Con sentenza depositata il 23 settembre 2015, la Corte d'appello di Lecce dichiarava inammissibile il reclamo.
Osservava la Corte che il comma 58 del richiamato art. 1 delle legge n. 92/12 ("contro la sentenza che decide sul ricorso è ammesso reclamo davanti alla corte d'appello. Il reclamo si propone con ricorso da depositare, a pena di decadenza, entro trenta giorni dalla comunicazione, o dalla notificazione se anteriore.. "), non consente l'esercizio del diritto di azione oltre il termine ivi previsto decorrente dalla comunicazione, o notificazione se anteriore, della sentenza oggetto di reclamo; nel caso di specie il termine ultimo entro cui esercitare il diritto era stato superato poiché il reclamo era stato depositato in data 7.8.2015 mentre il provvedimento reclamato venne comunicato in data 24.3.2015.

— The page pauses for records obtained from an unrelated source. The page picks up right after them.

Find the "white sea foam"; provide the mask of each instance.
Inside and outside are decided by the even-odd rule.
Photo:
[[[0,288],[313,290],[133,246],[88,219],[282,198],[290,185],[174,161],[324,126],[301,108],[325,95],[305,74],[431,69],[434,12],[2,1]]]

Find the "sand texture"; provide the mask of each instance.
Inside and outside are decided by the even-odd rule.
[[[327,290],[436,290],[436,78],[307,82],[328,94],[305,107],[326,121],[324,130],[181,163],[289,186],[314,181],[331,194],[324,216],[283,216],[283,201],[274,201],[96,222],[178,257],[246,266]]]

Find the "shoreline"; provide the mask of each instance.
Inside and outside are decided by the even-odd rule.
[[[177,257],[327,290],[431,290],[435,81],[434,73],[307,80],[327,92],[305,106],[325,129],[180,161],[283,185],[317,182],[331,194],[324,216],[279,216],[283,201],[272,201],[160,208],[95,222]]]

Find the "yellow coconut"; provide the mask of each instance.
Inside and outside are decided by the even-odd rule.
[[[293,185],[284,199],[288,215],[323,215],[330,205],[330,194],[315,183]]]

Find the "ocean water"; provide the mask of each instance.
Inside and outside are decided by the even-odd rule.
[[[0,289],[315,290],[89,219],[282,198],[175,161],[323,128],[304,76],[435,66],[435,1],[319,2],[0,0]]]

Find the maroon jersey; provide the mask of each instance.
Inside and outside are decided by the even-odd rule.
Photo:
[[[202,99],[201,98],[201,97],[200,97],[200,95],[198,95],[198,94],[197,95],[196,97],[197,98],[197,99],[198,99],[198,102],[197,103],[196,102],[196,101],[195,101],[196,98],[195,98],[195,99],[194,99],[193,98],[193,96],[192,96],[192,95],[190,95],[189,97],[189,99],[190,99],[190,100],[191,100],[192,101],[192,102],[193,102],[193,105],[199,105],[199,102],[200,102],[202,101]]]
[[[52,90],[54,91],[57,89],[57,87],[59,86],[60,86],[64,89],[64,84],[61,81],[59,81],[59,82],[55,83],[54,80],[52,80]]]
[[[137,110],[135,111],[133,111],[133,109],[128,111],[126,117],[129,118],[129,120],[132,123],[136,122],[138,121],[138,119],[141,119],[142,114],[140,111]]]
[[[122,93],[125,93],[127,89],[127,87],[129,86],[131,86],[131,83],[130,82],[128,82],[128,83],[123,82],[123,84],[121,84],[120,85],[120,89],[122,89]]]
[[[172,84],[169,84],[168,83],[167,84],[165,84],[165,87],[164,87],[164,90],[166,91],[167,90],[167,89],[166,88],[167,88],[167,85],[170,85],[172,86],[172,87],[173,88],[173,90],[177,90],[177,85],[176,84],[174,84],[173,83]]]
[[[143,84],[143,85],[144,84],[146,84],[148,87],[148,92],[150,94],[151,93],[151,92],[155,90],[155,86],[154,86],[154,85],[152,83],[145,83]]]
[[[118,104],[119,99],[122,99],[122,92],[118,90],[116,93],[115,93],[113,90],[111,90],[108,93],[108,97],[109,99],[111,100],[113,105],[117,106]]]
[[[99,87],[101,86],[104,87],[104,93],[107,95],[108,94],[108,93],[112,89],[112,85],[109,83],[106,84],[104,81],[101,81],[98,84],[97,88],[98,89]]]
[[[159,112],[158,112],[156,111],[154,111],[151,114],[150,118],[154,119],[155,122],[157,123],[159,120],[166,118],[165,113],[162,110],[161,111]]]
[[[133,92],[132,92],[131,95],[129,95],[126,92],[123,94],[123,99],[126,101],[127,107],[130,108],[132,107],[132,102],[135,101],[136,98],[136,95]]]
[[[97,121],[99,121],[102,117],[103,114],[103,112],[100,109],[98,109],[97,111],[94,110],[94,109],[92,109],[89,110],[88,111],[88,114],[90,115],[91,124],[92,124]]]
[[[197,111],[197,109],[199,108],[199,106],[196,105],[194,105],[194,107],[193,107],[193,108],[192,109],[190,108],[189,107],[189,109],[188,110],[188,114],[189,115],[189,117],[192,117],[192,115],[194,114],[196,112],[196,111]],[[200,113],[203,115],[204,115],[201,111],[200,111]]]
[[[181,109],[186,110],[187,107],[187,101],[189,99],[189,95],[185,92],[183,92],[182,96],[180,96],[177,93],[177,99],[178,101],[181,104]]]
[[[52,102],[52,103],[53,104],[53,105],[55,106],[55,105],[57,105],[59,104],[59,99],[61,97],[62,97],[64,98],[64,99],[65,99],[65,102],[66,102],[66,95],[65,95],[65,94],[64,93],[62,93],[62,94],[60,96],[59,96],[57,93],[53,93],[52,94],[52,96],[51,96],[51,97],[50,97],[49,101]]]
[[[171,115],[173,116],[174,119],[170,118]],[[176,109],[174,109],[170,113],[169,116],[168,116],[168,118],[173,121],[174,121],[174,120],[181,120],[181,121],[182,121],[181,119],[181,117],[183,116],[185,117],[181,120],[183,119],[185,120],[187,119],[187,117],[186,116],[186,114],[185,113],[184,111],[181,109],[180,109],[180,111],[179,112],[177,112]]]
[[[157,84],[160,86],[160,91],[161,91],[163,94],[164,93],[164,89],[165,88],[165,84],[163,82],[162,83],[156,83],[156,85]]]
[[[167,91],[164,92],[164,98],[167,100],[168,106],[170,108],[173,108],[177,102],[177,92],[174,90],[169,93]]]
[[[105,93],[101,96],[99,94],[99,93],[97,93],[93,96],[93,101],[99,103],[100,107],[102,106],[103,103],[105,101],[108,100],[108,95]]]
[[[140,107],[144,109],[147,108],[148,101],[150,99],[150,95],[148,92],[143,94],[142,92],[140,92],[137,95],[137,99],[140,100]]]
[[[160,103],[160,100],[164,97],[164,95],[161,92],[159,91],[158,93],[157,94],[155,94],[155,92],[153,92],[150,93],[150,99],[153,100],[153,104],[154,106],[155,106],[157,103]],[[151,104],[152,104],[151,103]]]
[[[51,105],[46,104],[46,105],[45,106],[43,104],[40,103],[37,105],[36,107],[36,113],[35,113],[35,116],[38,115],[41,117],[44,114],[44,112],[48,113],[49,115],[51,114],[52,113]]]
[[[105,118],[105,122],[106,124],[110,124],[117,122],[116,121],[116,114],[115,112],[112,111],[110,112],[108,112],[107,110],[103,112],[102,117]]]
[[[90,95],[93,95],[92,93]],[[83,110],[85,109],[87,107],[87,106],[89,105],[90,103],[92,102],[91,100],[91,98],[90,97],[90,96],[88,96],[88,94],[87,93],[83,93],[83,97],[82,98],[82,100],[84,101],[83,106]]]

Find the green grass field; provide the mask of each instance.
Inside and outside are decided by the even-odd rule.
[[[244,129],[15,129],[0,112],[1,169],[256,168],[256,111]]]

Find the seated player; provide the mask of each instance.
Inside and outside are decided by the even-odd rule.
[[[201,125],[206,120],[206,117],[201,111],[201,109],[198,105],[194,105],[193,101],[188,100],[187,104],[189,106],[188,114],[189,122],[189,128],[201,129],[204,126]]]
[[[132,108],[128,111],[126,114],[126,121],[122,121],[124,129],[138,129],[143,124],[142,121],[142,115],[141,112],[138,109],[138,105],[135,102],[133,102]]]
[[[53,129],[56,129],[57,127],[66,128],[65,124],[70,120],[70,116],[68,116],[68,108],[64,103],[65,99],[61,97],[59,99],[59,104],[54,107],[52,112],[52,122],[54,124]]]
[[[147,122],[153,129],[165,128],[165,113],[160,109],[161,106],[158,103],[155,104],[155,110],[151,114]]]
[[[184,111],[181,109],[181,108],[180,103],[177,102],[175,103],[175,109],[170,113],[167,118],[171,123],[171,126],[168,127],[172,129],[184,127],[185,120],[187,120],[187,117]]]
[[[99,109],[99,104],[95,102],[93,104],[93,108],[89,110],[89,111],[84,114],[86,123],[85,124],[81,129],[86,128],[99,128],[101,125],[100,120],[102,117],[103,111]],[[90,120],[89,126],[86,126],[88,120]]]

La sentenza impugnata ha anche escluso che solamente la notificazione del provvedimento reclamato fosse idonea a far decorrere il termine per l'esercizio del diritto di azione, in base all'art. 133, comma 3, c.p.c., come novellato dalla legge n. 114/2014, secondo cui "..la comunicazione non è idonea a"far decorrere i termini per le impugnazioni di cui all'art. 325.".
L'assunto è stato ritenuto infondato parificando, in contrasto con il dato letterale ed ai fini dell'impugnativa della sentenza resa nel procedimento ex lege n. 92/12, il reclamo all'appello.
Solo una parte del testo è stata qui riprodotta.